1048O - Ongoing complete remissions in phase 1 of ZUMA-1: a phase 1-2 multi-center study evaluating the safety and efficacy of KTE-C19 (anti-CD19 CAR T cel...

Date 07 October 2016
Event ESMO 2016 Congress
Session Immunotherapy of cancer
Topics Immunotherapy
Presenter Frederick Locke
Citation Annals of Oncology (2016) 27 (6): 359-378. 10.1093/annonc/mdw378
Authors F.L. Locke1, S.S. Neelapu2, N.L. Bartlett3, T. Siddiqi4, J.C. Chavez5, C.M. Hosing6, A. Cashen3, L.E. Budde4, M. Sherman7, J.M. Rossi7, L. Navale7, Y. Jiang7, J. Aycock7, M. Elias7, J. Wiezorek7, W.Y. Go7
  • 1Blood And Marrow Transplantation, Moffitt Cancer Center, 33612 - Tampa/US
  • 2Department Of Lymphoma And Myeloma, The University of Texas MD Anderson Cancer Center, Houston/US
  • 3Siteman Cancer Center, Washington University School of Medicine, St. Louis/US
  • 4Department Of Hematology And Hematopoietic Cell Transplantation, City of Hope National Medical Center, Duarte/US
  • 5Department Of Malignant Hematology, Moffitt Cancer Center, Tampa/US
  • 6Department Of Stem Cell Transplantation And Cellular Therapy, The University of Texas MD Anderson Cancer Center, Houston/US
  • 7-, Kite Pharma, Santa Monica/US

Abstract

Background

Diffuse large B-cell Lymphoma is 30%-58% of all NHL with an incidence of 3.8/100,000 in Europe (Tilly et al, Ann Oncol 2015). Therapy with CD28/CD3&zgr; anti-CD19 CAR T cells led to durable remissions in patients with relapsed/refractory B cell malignancies at the NCI (Kochenderfer, J Clin Oncol 2015). KTE-C19 utilizes the same CAR construct as the NCI trial but centrally manufactured in a streamlined 6- to 8-day process. We present updated ZUMA-1 phase 1 study data.

Methods

Patients received KTE-C19 at a target dose of 2 × 106 anti-CD19 CAR T cells/kg after cyclophosphamide (500 mg/m2/day) and fludarabine (30 mg/m2/day) conditioning chemotherapy (Locke, ASH 2015). The primary objective was KTE-C19 safety.

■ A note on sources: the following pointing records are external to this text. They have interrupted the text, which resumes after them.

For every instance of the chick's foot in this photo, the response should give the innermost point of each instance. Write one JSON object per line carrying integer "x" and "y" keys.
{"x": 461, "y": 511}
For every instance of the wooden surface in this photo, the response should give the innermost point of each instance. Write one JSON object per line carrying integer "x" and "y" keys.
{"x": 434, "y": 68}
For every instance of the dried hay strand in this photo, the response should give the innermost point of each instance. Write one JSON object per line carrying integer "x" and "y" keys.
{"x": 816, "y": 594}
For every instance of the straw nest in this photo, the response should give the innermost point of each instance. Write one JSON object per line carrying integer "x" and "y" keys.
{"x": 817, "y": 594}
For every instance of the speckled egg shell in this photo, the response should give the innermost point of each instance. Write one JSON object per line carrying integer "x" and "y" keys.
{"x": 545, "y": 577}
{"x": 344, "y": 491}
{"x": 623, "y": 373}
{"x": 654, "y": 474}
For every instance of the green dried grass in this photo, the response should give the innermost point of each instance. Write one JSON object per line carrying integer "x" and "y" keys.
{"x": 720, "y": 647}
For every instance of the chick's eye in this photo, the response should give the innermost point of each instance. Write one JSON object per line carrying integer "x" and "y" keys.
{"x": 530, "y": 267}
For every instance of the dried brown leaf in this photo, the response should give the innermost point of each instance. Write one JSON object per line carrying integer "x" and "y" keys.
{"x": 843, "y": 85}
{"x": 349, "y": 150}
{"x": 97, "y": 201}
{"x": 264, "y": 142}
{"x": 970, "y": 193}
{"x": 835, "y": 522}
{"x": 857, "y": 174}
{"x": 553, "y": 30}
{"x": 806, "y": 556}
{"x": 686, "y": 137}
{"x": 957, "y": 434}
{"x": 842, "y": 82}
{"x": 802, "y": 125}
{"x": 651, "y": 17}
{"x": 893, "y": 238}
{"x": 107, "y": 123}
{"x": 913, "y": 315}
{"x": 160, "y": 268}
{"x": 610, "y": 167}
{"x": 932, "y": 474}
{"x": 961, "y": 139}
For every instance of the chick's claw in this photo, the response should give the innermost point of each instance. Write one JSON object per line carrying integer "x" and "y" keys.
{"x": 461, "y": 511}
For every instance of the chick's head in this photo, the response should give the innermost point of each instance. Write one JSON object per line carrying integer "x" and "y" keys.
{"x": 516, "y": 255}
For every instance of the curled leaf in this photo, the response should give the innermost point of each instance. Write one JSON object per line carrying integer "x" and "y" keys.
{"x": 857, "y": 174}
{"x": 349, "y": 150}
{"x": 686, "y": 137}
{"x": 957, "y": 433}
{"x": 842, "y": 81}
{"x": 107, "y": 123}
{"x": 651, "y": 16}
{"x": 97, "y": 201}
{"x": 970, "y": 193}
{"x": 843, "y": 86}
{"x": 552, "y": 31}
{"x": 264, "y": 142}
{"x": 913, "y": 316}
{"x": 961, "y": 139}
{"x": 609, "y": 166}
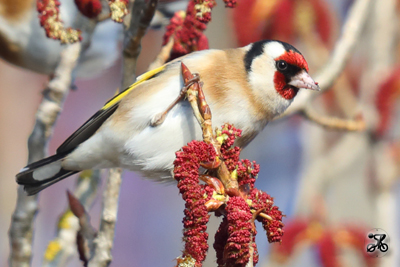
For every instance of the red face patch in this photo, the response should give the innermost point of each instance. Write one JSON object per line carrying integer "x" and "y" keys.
{"x": 295, "y": 59}
{"x": 287, "y": 92}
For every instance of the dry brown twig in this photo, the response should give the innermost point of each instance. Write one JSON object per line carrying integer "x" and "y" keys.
{"x": 141, "y": 15}
{"x": 21, "y": 230}
{"x": 330, "y": 72}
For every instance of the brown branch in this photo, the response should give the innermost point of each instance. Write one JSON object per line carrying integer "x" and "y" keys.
{"x": 333, "y": 122}
{"x": 21, "y": 230}
{"x": 68, "y": 225}
{"x": 103, "y": 243}
{"x": 140, "y": 20}
{"x": 344, "y": 47}
{"x": 163, "y": 56}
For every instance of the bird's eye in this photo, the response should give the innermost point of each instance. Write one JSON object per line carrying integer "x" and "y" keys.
{"x": 281, "y": 65}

Secondary objectives included overall response rate (ORR), duration of response, and levels of blood CAR T cells and serum cytokines. Inclusion criteria were ECOG 0-1 and chemotherapy-refractory disease defined as progressive disease (PD) or stable disease as best response to last line of therapy, or PD ≤ 12 months after autologous stem cell transplant (ASCT).

Results

As of April 16, 2016, seven patients received KTE-C19. One patient had a dose-limiting toxicity (DLT) of grade 4 encephalopathy and cytokine release syndrome (CRS), and grade 5 intracranial hemorrhage unrelated to KTE-C19. Except for the patient with DLT, all grade ≥3 KTE-C19 related toxicity resolved. ORR was 71% (57% complete response [CR]). Three patients with PD within 6 months of ASCT have ongoing CR at 6-9+ months. CAR T cells peaked within two weeks and were detectable 1-6+ months post infusion. Updated results as of September 2016 including up to 1 year of follow up will be presented.

Conclusions

Ongoing CRs have been observed at 9+ months after a single KTE-C19 dose in patients with refractory aggressive NHL. CRS and neurotoxicity were self-limiting and generally reversible. The central manufacturing process and KTE-C19 regimen were deemed safe and feasible for further study. The ZUMA-1 phase 2 study (NCT02348216) is ongoing.

Clinical trial identification

NCT02348216

Legal entity responsible for the study

Kite Pharma

Funding

Kite Pharma

Disclosure

F.L. Locke: Scientific advisory board for Kite Pharma. S.S. Neelapu: Research funding from Kite Pharma. N.L. Bartlett: Consultancy for Gilead. T. Siddiqi: Speaker's bureau for Pharmacyclics, Janssen, and Seattle Genetics. A. Cashen: Speaker's bureau for Seattle Genetics, Gilead, Novartis, and Spectrum. M. Sherman, J.M. Rossi, L. Navale, Y. Jiang, J. Aycock, M. Elias, J. Wiezorek, W.Y. Go: Employment with Kite Pharma. All other authors have declared no conflicts of interest.